Comcast SportsNet Takes Fans Behind the Lens

Few sports fans are aware of what it takes to broadcast a sporting event on television, but, after this Sunday, fans of the Washington Capitals will know a whole lot more about Comcast SportsNet’s behind-the-scenes efforts. Capitals: Behind the Lens is a 30-minute feature that lifts the curtain on a live broadcast of a Capitals game. Produced by the CSN production team, the feature will give both Capitals fans and the casual viewer an understanding of what it takes to put a hockey game on the air night after night.

“I thought it would be a cool thing to see,” says Frank Crisafulli, executive producer of Behind the Lens. “I thought it would make some great programming for Caps fans heading into the playoffs and even into next season. You watch [left wing] Alexander Ovechkin out on the ice all the time, but what about the people that show him to you every single night? I thought it was a great opportunity to show people just how talented the people are that work at our station.”

Focusing on the people and the preparation that is part of every production of a Washington Capitals game, the program was filmed over five games played at the Verizon Center following the Olympic break.

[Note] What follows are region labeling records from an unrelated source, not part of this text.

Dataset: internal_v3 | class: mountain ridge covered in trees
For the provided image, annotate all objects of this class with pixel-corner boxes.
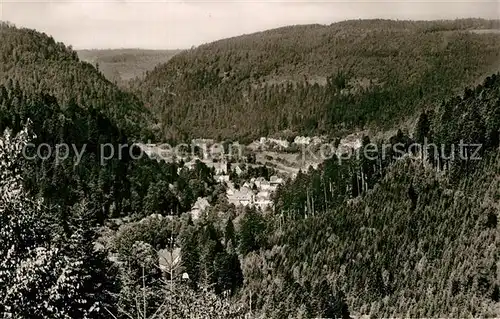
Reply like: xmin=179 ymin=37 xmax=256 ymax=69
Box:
xmin=135 ymin=19 xmax=500 ymax=141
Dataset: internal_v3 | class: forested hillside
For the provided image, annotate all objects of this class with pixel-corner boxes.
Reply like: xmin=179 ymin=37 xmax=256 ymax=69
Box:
xmin=77 ymin=49 xmax=180 ymax=87
xmin=136 ymin=19 xmax=500 ymax=140
xmin=0 ymin=23 xmax=152 ymax=138
xmin=0 ymin=20 xmax=500 ymax=319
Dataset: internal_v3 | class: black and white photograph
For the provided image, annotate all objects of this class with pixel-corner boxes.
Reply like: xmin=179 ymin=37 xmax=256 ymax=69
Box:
xmin=0 ymin=0 xmax=500 ymax=319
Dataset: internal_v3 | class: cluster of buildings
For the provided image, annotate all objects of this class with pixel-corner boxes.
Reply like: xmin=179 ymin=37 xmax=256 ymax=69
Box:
xmin=226 ymin=176 xmax=284 ymax=210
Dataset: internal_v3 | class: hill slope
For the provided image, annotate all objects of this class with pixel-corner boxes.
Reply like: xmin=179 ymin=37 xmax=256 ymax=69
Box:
xmin=243 ymin=74 xmax=500 ymax=318
xmin=135 ymin=19 xmax=500 ymax=139
xmin=77 ymin=49 xmax=181 ymax=86
xmin=0 ymin=23 xmax=151 ymax=136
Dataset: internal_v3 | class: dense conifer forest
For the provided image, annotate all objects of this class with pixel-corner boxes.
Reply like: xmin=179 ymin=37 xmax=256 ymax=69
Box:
xmin=0 ymin=20 xmax=500 ymax=319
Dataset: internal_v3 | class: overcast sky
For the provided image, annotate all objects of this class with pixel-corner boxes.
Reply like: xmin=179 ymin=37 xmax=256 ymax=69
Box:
xmin=0 ymin=0 xmax=500 ymax=49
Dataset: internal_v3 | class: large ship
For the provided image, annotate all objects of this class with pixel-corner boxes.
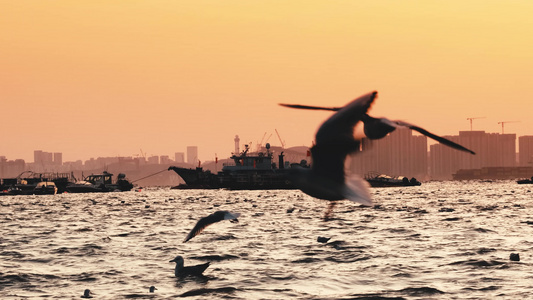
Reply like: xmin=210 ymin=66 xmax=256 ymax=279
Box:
xmin=169 ymin=144 xmax=309 ymax=190
xmin=452 ymin=167 xmax=533 ymax=180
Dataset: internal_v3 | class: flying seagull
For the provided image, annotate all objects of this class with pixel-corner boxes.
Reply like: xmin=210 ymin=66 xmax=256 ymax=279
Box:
xmin=169 ymin=255 xmax=210 ymax=277
xmin=289 ymin=92 xmax=377 ymax=221
xmin=280 ymin=98 xmax=476 ymax=154
xmin=183 ymin=210 xmax=241 ymax=243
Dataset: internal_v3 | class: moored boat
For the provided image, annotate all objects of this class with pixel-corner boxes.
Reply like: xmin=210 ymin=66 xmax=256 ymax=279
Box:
xmin=365 ymin=172 xmax=422 ymax=187
xmin=169 ymin=144 xmax=309 ymax=190
xmin=66 ymin=171 xmax=133 ymax=193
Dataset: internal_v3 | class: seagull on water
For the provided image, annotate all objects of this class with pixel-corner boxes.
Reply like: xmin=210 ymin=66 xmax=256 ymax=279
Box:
xmin=183 ymin=210 xmax=241 ymax=243
xmin=280 ymin=91 xmax=474 ymax=220
xmin=169 ymin=255 xmax=211 ymax=277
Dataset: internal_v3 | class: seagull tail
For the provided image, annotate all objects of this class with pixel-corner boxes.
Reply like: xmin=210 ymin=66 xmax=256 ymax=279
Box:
xmin=343 ymin=175 xmax=374 ymax=206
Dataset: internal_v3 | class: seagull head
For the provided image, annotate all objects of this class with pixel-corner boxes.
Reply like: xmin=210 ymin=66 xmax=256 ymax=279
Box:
xmin=362 ymin=115 xmax=396 ymax=140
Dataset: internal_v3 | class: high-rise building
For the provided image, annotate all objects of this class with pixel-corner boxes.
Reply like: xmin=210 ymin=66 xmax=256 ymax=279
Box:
xmin=351 ymin=128 xmax=428 ymax=179
xmin=54 ymin=152 xmax=63 ymax=166
xmin=430 ymin=131 xmax=516 ymax=179
xmin=174 ymin=152 xmax=185 ymax=163
xmin=187 ymin=146 xmax=198 ymax=165
xmin=148 ymin=155 xmax=159 ymax=165
xmin=518 ymin=135 xmax=533 ymax=167
xmin=159 ymin=155 xmax=172 ymax=165
xmin=33 ymin=150 xmax=43 ymax=164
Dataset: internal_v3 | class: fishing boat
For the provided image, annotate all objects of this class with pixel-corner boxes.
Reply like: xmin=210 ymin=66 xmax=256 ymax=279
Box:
xmin=516 ymin=176 xmax=533 ymax=184
xmin=169 ymin=144 xmax=309 ymax=190
xmin=0 ymin=171 xmax=73 ymax=195
xmin=365 ymin=172 xmax=422 ymax=187
xmin=66 ymin=171 xmax=133 ymax=193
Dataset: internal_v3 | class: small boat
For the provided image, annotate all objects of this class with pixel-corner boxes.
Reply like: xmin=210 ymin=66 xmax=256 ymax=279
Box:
xmin=33 ymin=181 xmax=57 ymax=195
xmin=365 ymin=172 xmax=422 ymax=187
xmin=0 ymin=171 xmax=73 ymax=195
xmin=67 ymin=171 xmax=133 ymax=193
xmin=516 ymin=176 xmax=533 ymax=184
xmin=168 ymin=143 xmax=309 ymax=190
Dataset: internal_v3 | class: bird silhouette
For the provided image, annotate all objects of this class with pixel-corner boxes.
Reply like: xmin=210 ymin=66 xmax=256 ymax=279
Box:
xmin=183 ymin=210 xmax=241 ymax=243
xmin=169 ymin=255 xmax=210 ymax=277
xmin=280 ymin=96 xmax=476 ymax=154
xmin=282 ymin=92 xmax=377 ymax=220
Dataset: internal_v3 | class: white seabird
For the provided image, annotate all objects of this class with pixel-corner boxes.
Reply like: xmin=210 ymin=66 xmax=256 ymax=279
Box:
xmin=280 ymin=91 xmax=475 ymax=220
xmin=280 ymin=92 xmax=476 ymax=154
xmin=183 ymin=210 xmax=241 ymax=243
xmin=169 ymin=255 xmax=211 ymax=277
xmin=289 ymin=92 xmax=377 ymax=220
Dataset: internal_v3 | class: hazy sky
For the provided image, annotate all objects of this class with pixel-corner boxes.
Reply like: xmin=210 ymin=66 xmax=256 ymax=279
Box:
xmin=0 ymin=0 xmax=533 ymax=162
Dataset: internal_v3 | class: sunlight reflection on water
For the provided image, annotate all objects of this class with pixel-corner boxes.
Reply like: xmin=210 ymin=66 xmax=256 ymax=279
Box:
xmin=0 ymin=181 xmax=533 ymax=299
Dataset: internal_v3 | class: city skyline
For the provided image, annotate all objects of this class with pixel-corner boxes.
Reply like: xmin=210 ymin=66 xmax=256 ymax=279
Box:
xmin=0 ymin=0 xmax=533 ymax=161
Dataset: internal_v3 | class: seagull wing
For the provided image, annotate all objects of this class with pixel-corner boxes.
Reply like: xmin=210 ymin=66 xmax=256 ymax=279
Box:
xmin=392 ymin=121 xmax=476 ymax=154
xmin=311 ymin=92 xmax=377 ymax=183
xmin=183 ymin=211 xmax=240 ymax=243
xmin=279 ymin=103 xmax=341 ymax=111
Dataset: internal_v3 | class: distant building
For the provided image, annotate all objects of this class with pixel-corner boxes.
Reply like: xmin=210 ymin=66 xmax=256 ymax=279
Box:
xmin=518 ymin=135 xmax=533 ymax=167
xmin=148 ymin=155 xmax=159 ymax=165
xmin=54 ymin=152 xmax=63 ymax=166
xmin=351 ymin=128 xmax=428 ymax=179
xmin=174 ymin=152 xmax=185 ymax=163
xmin=159 ymin=155 xmax=173 ymax=165
xmin=187 ymin=146 xmax=198 ymax=165
xmin=429 ymin=131 xmax=516 ymax=179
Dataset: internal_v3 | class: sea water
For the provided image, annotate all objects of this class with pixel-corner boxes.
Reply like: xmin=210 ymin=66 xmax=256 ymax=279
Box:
xmin=0 ymin=181 xmax=533 ymax=299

“That really worked out well,” Crisafulli says. “I think it would have been very difficult to shoot everything in one game.”

From Wake-Up to Whistle
The behind-the-scenes tour, guided by host Russ Thaler, brings fans inside the HD mobile-production truck, onto the director’s shoulder, into the chair of the technical director, into the audio room, out onto the glass to set up the robotic cameras, into the announcers booth, and everywhere else the production team can be found on game day. The show covers the entire game day, from morning until the game clock hits zero.

“We wanted to make sure that we weren’t just going to highlight two or three people, that it wasn’t just going to be about the producer, director, or talent,” Crisafulli explains. “Our plan was to give fans a feel for what everybody in these broadcasts must do for the show to work.”

Even individuals who work in television, he says, will appreciate watching the director calling for different camera angles after a goal is scored. “The viewer has watched that a thousand times, but it is amazing how many things have to be done in such a short period of time to get that goal on the air.”

Stories Behind the Story
Other highlights include pre-game chats with the announcers, where viewers see that it can take upwards of two hours to create a 30-second show open, and an inside look at the robotic cameras, how they work, and who operates them.

“One of the robotic-camera operators used to sell popcorn at USAir Arena just to be able to watch the games,” Crisafulli says. “And now he’s hooking up and running the camera that catches some of the most unbelievable goals with that ice-level look.”

A Team of All-Stars
On the Comcast SportsNet team featured in the show are play-by-play announcer Joe Beninati, analyst Craig Laughlin, reporter Al Koken, executive producer/game director Bill Bell, and producer Steve Farrell.

“Steve really lives this,” Crisafulli says. “He’ll start building his rundown the night before, and he comes in early in the morning with his entire game plan. That’s before everybody comes in to set up the truck, including the camera operators, engineers, and graphics people. This really is a well-oiled machine, and we wanted to show not just the truck and the equipment, but all the people, some of their stories, and how much they love to do what they do.”

The show was produced by CSN’s Colvin Underwood and will re-air several times throughout April and May. The debut, Sunday April 11 at 7 p.m., coincides with the beginning of the Stanley Cup Playoffs.